Medya News shares the translation of an excerpt from an article authored by Abdullah Öcalan in his book, “The Crisis of Civilisation in the Middle East and the Solution of Democratic Civilisation”, originally published in Yeni Özgür Politika.
Without social morality there is no possibility of changing or governing society by means of law, politics, art and economics alone. Morality should be perceived as a form of existence in itself. I am not talking about morality in its narrow traditional sense; I define it as the conscience, the heart of a society, which makes it function. A society which has lost its inner conscience is a society that is no longer a society. It makes sense that capitalism is a system that harms morality most deeply. (…) The fact that the system of exploitation and oppression consumes all its own potential makes it easy to understand why morality is systematically destroyed. This being the case, the struggle against capitalism requires an ethical effort, a self-conscious morality. Without that, the struggle is already a lost cause.
It is easy to describe morality as a concept. The evaluations of Plato, Aristotle and Kant have not added much to the concept other than providing an introduction to the theory of state. Or rather, these texts are like the preliminaries to prepare the individual for membership of a state, membership of society. It is obvious that they offer the approach that the duty of morality is to best utilise the individual for the benefit of the state. Their ethical interpretations are pro-civilisation.
Morality can be defined as the best way to achieving economy, or more precisely, the basic necessities of life. Morality as morals and method is the modus of achievement of the economy or of the basic necessities. Therefore the distinctions of substructures and superstructures are far from being explanatory. Morality, starting with economical efforts, represents the means by which all social activities are realised in a good way. Therefore, anything social is moral and anything moral is social. (…)
Morality and democracy have the same source.

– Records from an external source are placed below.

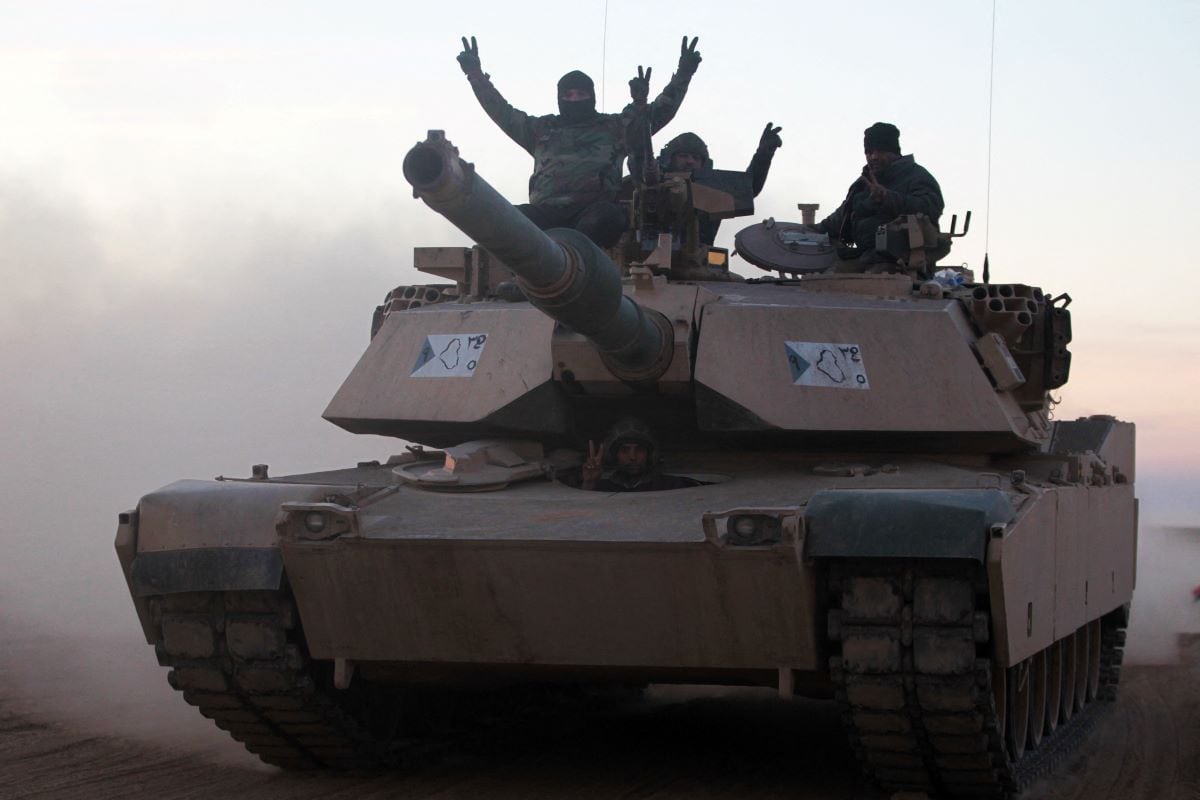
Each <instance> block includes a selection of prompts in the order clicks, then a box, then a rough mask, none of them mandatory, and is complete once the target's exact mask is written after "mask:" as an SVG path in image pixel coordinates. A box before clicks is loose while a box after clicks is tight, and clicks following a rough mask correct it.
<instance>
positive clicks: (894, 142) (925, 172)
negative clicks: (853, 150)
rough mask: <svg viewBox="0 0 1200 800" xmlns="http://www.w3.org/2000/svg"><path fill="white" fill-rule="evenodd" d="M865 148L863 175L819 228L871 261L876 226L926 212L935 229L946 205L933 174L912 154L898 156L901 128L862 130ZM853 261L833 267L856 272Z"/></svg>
mask: <svg viewBox="0 0 1200 800" xmlns="http://www.w3.org/2000/svg"><path fill="white" fill-rule="evenodd" d="M863 150H864V152H865V154H866V166H865V167H863V174H862V176H860V178H858V179H856V180H854V182H853V184H851V185H850V191H848V192H847V193H846V199H845V200H844V201H842V204H841V205H840V206H839V207H838V210H836V211H834V212H833V213H830V215H829V216H828V217H826V218H824V219H822V221H821V222H820V223H817V230H820V231H821V233H826V234H829V235H830V236H833V237H834V239H838V240H840V241H841V242H842V243H844V245H854V246H857V247H858V249H859V252H860V253H862V254H863V258H865V259H866V260H870V257H871V255H872V254H874V252H875V229H876V228H878V227H880V225H882V224H886V223H888V222H890V221H892V219H894V218H896V217H898V216H900V215H901V213H924V215H925V216H926V217H929V221H930V222H932V223H934V225H935V227H936V225H937V219H938V217H941V216H942V209H943V207H944V203H943V201H942V190H941V187H940V186H938V185H937V181H936V180H934V176H932V175H930V174H929V172H928V170H926V169H925V168H924V167H922V166H919V164H918V163H917V162H916V161H913V157H912V155H911V154H910V155H907V156H901V155H900V128H898V127H896V126H894V125H890V124H889V122H876V124H875V125H872V126H871V127H869V128H866V130H865V131H863ZM863 258H860V259H859V261H863ZM851 264H852V263H848V264H846V265H842V266H836V267H834V271H857V270H856V269H854V267H853V266H851ZM862 266H863V267H865V266H866V264H865V263H862Z"/></svg>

The modality of the best performance of a certain act sticks in the mind as the best moral code. This results in creating a strong tradition carved in the collective memory, which means that morality is now formed. This is the meaning of morals, tradition. The most important point here is that as much as morality is an act of the intellect, it is also an act of society. It requires both the effort of individual intellect and the collective action of society.
This being the case, the identical nature of original democracy and morality is obvious. Since society keeps running daily businesses, such businesses become a matter of discussion within society. It is an indispensable necessity of life to discuss how a business can be handled or governed better. It is clear that both cases, that is, both discussion and decision, and governing and ensuring that a task is successfully completed, are the most direct way to democracy (what they call a participatory, direct democracy). And this also means the moral governance, the moral way of life for a society. This implies that morality and democracy have the same source, which is the capacity of social practice to handle business with a collective intellect.
When we look at the process of civilisation the first thing we observe is that there are attempts to ensure that the norms of the state dominate in place of morality. In the Sumerian society, the first pillar of the Hammurabi listing the rules of law explains this situation well. Some may remark that laws become necessary when morality falls short, but such an approach is a fallacy. The issue is not that morality falls short, but that moral society is abraded.
More precisely, morality is harmed by the force of the state limiting its playground. The functioning zone of morality (and of direct democracy) will continue to be limited in future civilised societies. The fact that in antiquity it was the Romans who created the system most strongly based on the rule of law is evidence of this reality. In European civilisation society will be virtually invaded by laws. (…) When morality is squeezed into the most deserted corner, law will be welcomed as the guest of honour.
The role of the ideological hegemony of liberalism cannot be denied in the formation and shaping of the contemporary approach to morality. Is there anyone who is unaware that the laws which compensate for morality are filled with the most unconscionable, most unreasonable rules? (…) The more rules of law that are applied in an institution, anywhere, the more oppression there is. (…) It is well-known that law is described as being based on “force”, but in morality, nothing is done forcibly. A rule that cannot be internalised cannot be called a moral rule.
We see Zoroastrianism as an exceptional doctrine and Zoroaster as an exceptional personality with reference to the relationship of morality and religion. Zoroaster and the doctrine he was committed to has been described by many studies as a great moral revolution. “Tell me, who are you?” asks Zoroaster, and questions the mythological and religious divinity of the Sumerian civilisation. It was not for nothing that Nietzsche wrote “Thus Spoke Zoroaster” and filled it with Zoroastrian moral judgments.
As long as morality remained as morality, it did not surrender to the forces of civilisation. Contrary to the religion and the laws of civilisation that were imposed on it, Demos [the people] has always insisted on morality.